StringBuffer is just a synchronized version of StringBuilder. However, these classes are by no means "preferred" in
practice: the vast majority of APIs demands and returns String objects.
The Java *compiler* prefers StringBuilder: when you write a string concatenation expression in Java the compiler creates a StringBuilder behind the scenes. I'm counting a class as "preferred" if the compiler *has* to know about it and generates code involving it without the programmer explicitly mentioning it.
Even then, Java has its preferred string representation nailed down pretty strongly: a hidden array of 16-bit Unicode code points, referenced by a descriptor object (the actual String), immutable.

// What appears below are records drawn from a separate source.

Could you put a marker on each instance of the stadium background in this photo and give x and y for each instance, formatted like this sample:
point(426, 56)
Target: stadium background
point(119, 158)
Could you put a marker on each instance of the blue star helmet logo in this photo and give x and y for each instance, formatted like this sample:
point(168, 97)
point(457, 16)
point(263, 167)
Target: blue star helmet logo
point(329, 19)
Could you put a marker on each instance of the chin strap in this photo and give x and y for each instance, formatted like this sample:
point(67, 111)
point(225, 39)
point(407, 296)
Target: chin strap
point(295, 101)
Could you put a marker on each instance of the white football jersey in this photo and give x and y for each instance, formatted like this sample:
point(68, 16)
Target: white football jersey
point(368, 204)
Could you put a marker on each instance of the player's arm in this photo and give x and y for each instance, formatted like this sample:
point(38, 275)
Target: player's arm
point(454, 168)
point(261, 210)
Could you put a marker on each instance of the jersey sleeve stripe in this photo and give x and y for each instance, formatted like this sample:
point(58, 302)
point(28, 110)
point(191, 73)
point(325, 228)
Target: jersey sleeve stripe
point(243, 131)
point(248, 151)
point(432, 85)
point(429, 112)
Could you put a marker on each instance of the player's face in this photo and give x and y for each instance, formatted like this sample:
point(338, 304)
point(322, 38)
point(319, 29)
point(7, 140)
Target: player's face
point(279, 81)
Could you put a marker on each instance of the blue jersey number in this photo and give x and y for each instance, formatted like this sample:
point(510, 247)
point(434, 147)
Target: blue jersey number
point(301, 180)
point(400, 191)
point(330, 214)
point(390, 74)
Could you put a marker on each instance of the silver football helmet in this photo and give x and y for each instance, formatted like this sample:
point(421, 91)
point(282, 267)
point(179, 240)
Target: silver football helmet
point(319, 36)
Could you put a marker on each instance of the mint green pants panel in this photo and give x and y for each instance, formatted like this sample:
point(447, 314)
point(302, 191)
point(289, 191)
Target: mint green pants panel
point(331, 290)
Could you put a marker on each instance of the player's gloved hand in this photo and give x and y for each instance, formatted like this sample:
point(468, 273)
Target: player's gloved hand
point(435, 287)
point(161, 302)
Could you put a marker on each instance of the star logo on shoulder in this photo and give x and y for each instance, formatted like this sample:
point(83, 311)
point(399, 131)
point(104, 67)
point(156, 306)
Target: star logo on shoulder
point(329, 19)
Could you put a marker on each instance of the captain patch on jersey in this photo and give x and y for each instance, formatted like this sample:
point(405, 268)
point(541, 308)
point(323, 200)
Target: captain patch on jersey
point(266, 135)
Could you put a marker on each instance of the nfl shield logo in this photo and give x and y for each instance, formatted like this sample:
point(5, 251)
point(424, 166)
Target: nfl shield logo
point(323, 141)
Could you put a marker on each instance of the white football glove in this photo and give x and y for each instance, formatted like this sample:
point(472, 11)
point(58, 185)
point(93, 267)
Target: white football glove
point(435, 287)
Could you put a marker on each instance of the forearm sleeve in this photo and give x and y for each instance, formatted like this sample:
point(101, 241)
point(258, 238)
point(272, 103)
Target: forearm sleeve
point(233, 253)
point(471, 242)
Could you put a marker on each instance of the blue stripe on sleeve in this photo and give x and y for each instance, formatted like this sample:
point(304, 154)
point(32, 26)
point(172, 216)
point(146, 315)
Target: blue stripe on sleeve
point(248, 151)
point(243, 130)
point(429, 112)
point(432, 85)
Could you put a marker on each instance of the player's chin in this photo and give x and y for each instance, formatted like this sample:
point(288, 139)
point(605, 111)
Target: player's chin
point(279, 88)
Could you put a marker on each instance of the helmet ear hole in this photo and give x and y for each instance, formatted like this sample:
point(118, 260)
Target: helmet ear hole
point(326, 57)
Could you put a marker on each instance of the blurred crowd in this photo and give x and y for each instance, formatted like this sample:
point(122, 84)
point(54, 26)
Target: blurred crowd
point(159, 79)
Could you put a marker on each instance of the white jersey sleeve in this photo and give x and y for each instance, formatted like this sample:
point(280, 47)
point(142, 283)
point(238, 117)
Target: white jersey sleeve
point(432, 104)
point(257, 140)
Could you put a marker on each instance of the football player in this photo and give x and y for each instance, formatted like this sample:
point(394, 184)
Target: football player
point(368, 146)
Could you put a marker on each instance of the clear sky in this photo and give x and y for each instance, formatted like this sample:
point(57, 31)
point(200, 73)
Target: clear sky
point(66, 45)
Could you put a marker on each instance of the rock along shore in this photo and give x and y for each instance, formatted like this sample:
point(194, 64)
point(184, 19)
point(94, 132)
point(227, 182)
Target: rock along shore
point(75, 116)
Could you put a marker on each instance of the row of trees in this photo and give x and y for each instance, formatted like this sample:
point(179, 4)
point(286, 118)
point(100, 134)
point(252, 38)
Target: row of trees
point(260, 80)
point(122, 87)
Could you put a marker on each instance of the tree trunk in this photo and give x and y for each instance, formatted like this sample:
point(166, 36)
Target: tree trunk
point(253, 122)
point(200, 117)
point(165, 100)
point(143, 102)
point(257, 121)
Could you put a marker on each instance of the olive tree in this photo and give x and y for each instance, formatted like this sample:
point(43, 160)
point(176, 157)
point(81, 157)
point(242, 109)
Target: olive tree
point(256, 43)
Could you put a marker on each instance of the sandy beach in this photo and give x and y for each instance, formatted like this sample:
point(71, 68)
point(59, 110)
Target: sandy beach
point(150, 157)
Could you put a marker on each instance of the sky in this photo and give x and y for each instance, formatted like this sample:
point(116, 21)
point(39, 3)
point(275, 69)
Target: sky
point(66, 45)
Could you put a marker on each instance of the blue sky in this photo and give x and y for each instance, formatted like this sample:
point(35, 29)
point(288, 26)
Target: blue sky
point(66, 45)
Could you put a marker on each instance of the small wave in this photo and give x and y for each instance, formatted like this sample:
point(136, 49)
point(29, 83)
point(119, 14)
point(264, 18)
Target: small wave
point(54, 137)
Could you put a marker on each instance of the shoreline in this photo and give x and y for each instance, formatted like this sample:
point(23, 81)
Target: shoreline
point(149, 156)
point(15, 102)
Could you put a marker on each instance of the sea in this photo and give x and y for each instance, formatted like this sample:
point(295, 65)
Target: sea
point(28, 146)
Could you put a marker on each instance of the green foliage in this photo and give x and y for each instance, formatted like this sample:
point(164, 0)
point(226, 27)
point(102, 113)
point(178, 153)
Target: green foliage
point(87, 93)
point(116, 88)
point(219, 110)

As already noted, that representation changed internally. And that change is actually relevant to this thread. The representation that _used_ to be used was (char[] array, offset, length, hash) Amongst other things, this meant that taking a substring cost O(1) time and O(1) space, because you just had to allocate and initialise a new "descriptor object" sharing the underlying array. Since Java 1.7 the representation is (char[] array, hash) Amongst other things, this means that taking a substring n characters long now costs O(n) time and O(n) space. If you are working in a loop like while (there is more input) { read a chunk of input split it into substrings process some of the substrings } the pre-Java-1.7 representation is perfect. If you *retain* some of the substrings, however, you retain the whole chunk. That was easy to fix by doing retain(new String(someSubstring)) instead of retain(someSubstring) but you had to *know* to do it. (Another solution would be to have a smarter garbage collector that knew about string sharing and could compact strings. I wrote such a collector for XPL many years ago. It's quite easy to do a stop-and- copy garbage collector that does that. But that's not the state of the art in Java garbage collection, and I'm not sure how well string compaction would fit into a more advanced collector.) The Java 1.7-and-later representation is *safer*. Depending on your usage, it may either save a lot of memory or bloat your memory use. The point is that there is no one-size-fits-all string representation; being given only one forces you to either write your own additional representation(s) or to use a representation which is not really suited to your particular purpose.